11 Mas faço-vos saber, irmãos, que o evangelho que por mim foi anunciado não é segundo os homens;

12 porque não o recebi de homem algum, nem me foi ensinado; mas o recebi por revelação de Jesus Cristo.

13 Pois já ouvistes qual foi outrora o meu procedimento no judaísmo, como sobremaneira perseguia a igreja de Deus e a assolava,

14 e na minha nação excedia em judaísmo a muitos da minha idade, sendo extremamente zeloso das tradições de meus pais.

15 Mas, quando aprouve a Deus, que desde o ventre de minha mãe me separou, e me chamou pela sua graça,

16 revelar seu Filho em mim, para que eu o pregasse entre os gentios, não consultei carne e sangue,

17 nem subi a Jerusalém para estar com os que já antes de mim eram apóstolos, mas parti para a Arábia, e voltei outra vez a Damasco.

18 Depois, passados três anos, subi a Jerusalém para visitar a Cefas, e demorei com ele quinze dias.

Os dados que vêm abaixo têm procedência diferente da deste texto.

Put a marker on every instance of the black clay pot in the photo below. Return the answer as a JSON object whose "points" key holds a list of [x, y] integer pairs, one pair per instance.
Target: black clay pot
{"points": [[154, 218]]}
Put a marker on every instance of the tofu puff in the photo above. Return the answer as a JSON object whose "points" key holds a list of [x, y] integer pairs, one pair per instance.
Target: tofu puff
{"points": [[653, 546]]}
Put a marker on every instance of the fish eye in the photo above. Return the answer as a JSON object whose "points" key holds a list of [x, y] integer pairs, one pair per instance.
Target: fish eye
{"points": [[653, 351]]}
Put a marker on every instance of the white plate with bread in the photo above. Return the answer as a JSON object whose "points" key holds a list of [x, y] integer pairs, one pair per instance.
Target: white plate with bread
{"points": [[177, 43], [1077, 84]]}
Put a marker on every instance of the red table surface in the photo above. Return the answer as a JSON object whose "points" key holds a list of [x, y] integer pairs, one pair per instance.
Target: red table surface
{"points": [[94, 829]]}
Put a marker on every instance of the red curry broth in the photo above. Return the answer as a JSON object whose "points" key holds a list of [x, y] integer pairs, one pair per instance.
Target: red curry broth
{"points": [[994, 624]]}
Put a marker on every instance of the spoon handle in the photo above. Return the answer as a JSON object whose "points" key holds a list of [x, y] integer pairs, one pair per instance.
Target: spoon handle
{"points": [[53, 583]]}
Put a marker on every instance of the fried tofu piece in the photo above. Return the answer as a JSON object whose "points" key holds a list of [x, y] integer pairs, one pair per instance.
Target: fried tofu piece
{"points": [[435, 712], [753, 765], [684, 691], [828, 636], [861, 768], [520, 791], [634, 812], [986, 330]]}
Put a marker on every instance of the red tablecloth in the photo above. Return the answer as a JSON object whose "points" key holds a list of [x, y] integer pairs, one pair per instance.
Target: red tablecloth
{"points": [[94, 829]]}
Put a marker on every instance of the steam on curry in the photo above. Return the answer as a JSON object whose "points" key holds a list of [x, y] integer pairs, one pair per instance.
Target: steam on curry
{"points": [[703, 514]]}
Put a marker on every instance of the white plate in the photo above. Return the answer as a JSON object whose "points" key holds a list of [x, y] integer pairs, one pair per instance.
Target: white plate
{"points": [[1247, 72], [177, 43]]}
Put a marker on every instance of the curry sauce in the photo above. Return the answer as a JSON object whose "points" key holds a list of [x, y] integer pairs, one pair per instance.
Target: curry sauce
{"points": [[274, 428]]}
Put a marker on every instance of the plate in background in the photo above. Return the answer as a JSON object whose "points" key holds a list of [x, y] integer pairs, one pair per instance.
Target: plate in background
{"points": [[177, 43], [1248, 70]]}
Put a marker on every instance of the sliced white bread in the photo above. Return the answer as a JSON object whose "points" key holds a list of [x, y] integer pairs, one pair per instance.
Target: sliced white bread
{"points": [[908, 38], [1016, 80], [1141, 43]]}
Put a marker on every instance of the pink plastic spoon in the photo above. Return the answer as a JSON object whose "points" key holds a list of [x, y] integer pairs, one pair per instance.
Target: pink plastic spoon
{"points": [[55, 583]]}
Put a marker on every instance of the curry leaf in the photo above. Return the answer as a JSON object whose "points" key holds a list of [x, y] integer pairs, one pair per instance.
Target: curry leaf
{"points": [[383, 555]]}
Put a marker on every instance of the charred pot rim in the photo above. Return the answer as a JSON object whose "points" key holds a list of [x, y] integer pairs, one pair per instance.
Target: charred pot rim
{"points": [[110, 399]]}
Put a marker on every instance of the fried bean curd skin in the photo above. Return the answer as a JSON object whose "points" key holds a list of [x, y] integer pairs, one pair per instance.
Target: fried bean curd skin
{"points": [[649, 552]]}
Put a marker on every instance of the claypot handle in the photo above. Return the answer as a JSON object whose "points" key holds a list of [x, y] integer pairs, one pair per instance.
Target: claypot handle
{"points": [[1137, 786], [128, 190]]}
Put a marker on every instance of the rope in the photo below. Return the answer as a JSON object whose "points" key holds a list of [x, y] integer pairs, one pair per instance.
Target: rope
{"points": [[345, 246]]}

19 Mas não vi a nenhum outro dos apóstolos, senão a Tiago, irmão do Senhor.

SILÊNCIO-MEDITAÇÃO

COMENTÁRIO

Gálatas 1:11-19

Esta Epístola é provavelmente a primeira a ser escrita por Paulo, para uma comunidade de origem celta que habitava na Capadócia, actual Turquia.

A proximidade, por via marítima no mediterrâneo, facilitava a viagem entre aquele território e Jerusalém.

De alguma forma Paulo conhecia esta comunidade, ou por a ter visitado, ou por ter recebido notícias e, por uma dessas razões, soube que alguém divulgava um Evangelho falseado (como uma narrativa da vida de Jesus e dos seus ensinamentos que não correspondiam ao acontecido).

Paulo, faz saber que a Boa Nova que ele anuncia, não foi uma invenção dele, nem tem a ver com aquela que alguém anuncia naquela comunidade.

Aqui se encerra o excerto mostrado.